В последний путь Дора отправилась в светло-розовом платье, тонкая, нежная, напоминающая увядший цветок лилии. Я воспользовался ее косметикой и оттенил румянами щеки и подвел губы алым кармином.
Отец Майерс вместе со мной донес гроб до маленького семейного кладбища, и мы опустили его в землю в окружении маленькой траурной церемонии – Оливера, старика Стюарта, конюха, егеря и нескольких служанок.
Оливер был напряжен настолько, что скулы на лице заострились, а опустевший взгляд смотрел вдаль.
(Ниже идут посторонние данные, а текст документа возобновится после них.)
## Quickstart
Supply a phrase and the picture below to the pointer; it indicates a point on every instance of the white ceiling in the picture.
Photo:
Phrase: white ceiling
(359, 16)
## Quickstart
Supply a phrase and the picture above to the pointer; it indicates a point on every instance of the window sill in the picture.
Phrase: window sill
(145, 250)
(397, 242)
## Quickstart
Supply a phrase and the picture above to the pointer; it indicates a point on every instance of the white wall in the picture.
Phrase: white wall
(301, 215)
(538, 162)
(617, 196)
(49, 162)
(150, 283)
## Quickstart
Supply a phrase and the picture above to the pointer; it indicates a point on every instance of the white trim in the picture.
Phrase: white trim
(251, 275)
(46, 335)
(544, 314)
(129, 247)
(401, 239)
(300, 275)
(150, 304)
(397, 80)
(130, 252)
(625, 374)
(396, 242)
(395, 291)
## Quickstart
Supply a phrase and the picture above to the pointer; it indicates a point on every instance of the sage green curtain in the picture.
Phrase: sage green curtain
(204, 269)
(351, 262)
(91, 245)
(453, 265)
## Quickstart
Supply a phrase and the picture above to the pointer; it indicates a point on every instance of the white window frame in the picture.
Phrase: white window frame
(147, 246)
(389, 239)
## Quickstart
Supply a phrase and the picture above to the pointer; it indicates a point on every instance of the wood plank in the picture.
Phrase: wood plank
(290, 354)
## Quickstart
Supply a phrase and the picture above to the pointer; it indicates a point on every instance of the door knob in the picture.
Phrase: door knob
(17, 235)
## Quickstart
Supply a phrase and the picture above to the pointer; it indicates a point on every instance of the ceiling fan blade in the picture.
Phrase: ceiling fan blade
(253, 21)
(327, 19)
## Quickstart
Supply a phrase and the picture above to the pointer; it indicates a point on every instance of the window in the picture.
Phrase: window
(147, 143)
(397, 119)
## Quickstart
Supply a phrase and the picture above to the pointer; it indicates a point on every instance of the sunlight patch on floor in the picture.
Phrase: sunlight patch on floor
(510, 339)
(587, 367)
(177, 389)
По его щеке катилась одна-единственная слеза.
Во время похорон он не произнес ни единого слова.
Мне больше незачем было оставаться в Кинс-холле. Викарий обещал подкинуть меня до города, где я могу нанять дилижанс до Лондона.
Оливер сдержал обещание и не стал препятствовать мне в мастерской. Я собрал все альбомы Доры и аккуратно упаковал в свой дорожный саквояж. Сверху я положил свой портрет – последний ее подарок. Последняя память.
Я закрыл саквояж и сел на кровать.
Как все это было… бессмысленно. Я всегда недооценивал Дору, считал ее дурочкой, слишком поверхностной и влюбленной в жизнь, столь несправедливую к ней. И ко всем нам. И только сейчас, потеряв ее, я осознавал, чем она была для меня. Целым миром. Единственной оставшейся у меня семьей.
Я – последний Хэйзел. Я попробовал произнести это про себя и криво усмехнулся. Так себе титул.
Ужасный из меня получился брат.
Но… Я вспомнил, как кисть Доры легкой бабочкой порхала над бумагой. Как радостно она улыбалась, поднимая на меня взгляд.
Может быть, в последние ее дни я смог исправить хоть что-то.
Может быть, это я был призраком, явившимся к ней, чтобы о чем-то напомнить.
Пора было ехать домой.
Отец Майерс дождался, пока я попрощаюсь с Оливером – тот провожал меня с явным облегчением, – и закинул мой саквояж в повозку. На козлы он сел сам, и я, поразмыслив, устроился рядом с ним.
Большую часть пути мы проехали молча.
Но уже на подъезде к Милтон-Китсу он вдруг заговорил:
– О вас ходят разные слухи, мистер Хэйзел. Говорят, вы связались с Валентайном Смитом?